Everyone loves to PR. There's nothing better than watching the numbers of your maxes go up and feeling stronger than you did a few weeks or months ago; however, sometimes this kind of PR isn't in the cards, and that's ok. There's more than 1 type of PR.

For example, let's take the workout, "Diane," which we're testing this cycle. When we first did this workout, I saw a lot of technical errors on handstand push-ups- mostly an inability to stabilize at the top of the handstand. This means there were lots of students just barely pushing up, then falling right back down to a headstand. Not surprisingly, this is actually a really fast way to do Diane, but only because you're not doing the full movement. As we've talked about and drilled this cycle, a handstand ends in a locked out and stabilized position with the hips off the wall. This is why we've drilled so much handstand and stabilization work throughout this cycle. When those of you who could not properly stabilize a handstand perform Diane again, you will undoubtedly be slower, because you will be doing the full movement. This is a technical PR. You've improved your movement quality. This, in the long run, is WAY more important than going faster. It means injury prevention and greater efficiency in the long run. 

Perhaps when you did your max deadlift your hips rose faster than your chest. If you've been focusing on building your hamstrings and posterior chain this cycle to keep your hips down on your deadlift, my goal for you isn't necessarily to add 30lbs to your max.

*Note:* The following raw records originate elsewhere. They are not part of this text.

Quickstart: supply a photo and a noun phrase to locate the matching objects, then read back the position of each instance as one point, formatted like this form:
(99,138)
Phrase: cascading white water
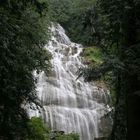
(69,105)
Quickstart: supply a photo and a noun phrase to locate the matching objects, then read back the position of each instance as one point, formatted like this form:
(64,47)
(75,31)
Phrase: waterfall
(69,104)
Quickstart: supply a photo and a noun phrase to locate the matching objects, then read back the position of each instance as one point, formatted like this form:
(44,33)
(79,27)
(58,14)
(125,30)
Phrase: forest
(109,31)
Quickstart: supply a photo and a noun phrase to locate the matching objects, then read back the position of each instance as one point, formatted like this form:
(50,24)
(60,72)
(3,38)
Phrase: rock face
(70,105)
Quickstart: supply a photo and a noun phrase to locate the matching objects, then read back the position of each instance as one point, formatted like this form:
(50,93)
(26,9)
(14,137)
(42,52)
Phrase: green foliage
(23,33)
(38,131)
(71,136)
(73,16)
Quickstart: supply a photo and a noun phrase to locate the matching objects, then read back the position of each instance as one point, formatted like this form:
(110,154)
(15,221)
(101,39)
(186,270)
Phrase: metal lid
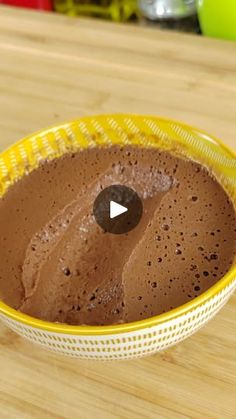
(167,9)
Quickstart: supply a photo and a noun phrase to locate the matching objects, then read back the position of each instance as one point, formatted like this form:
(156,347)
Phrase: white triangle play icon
(116,209)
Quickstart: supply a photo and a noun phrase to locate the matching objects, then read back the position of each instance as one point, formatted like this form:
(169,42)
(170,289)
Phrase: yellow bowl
(129,340)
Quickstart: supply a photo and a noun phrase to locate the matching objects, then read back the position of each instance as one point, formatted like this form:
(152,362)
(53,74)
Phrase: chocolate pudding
(58,264)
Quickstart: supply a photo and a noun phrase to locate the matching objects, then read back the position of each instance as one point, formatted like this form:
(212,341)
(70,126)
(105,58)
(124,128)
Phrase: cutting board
(54,68)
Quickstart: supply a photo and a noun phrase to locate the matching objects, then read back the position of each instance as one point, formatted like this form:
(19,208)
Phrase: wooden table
(54,68)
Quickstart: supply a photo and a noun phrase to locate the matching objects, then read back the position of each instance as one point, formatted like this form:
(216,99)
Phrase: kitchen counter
(54,68)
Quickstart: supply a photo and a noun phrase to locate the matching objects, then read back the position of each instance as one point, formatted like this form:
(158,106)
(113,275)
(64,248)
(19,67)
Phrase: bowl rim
(84,330)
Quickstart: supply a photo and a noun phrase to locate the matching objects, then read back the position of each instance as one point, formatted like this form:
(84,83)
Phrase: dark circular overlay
(121,195)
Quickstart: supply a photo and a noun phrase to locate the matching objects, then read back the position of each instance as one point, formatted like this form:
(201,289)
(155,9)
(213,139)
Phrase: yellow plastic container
(116,10)
(145,337)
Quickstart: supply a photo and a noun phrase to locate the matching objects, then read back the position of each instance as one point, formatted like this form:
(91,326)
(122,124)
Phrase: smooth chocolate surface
(57,264)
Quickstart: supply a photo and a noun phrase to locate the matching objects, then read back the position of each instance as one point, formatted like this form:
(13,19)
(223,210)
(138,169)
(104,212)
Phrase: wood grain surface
(54,68)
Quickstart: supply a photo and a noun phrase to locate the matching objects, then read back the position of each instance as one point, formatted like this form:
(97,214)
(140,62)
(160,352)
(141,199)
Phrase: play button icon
(117,209)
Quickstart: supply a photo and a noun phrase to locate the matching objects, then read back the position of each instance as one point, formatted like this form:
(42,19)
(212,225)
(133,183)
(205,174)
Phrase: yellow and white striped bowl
(143,337)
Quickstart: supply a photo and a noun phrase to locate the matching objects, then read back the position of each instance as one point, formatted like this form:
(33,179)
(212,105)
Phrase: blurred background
(215,18)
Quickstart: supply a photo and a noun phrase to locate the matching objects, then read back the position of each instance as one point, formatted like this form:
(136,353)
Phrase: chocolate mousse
(58,264)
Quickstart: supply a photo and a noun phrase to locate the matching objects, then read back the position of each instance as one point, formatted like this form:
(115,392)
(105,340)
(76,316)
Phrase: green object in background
(218,18)
(116,10)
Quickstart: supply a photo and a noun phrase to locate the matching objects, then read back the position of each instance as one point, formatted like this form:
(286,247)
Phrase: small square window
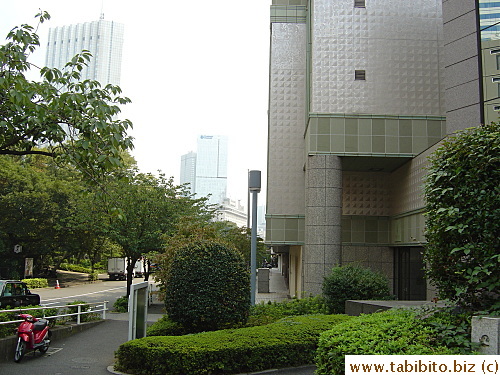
(360,75)
(359,4)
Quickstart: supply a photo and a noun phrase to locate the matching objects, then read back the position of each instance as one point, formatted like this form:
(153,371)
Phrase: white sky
(190,68)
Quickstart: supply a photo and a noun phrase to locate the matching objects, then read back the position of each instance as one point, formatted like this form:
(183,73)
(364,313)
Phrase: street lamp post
(254,188)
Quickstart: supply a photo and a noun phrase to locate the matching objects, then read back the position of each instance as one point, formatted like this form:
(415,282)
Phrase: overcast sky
(190,68)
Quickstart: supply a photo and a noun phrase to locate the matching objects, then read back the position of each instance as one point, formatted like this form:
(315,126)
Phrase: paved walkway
(92,352)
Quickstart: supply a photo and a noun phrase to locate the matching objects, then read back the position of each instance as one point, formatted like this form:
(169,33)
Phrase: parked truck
(117,268)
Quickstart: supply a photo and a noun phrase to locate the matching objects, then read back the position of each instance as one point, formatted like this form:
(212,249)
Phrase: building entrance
(409,276)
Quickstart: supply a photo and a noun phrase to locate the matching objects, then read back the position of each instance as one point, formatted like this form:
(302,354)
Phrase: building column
(322,248)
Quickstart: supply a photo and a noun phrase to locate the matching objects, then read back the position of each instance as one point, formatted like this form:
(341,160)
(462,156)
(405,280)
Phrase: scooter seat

It takes time to build new muscles that weren't integrated in the movement before. My goal for you is to hit the same weight in the right way. 

Improvement doesn't always come in numbers. Movement quality is the ultimate goal at this point in your CrossFit careers. That doesn't mean you shouldn't compete with yourself and push yourself to lift to your capacity. But it does mean that you should value the quality of movement just as much or more than the number.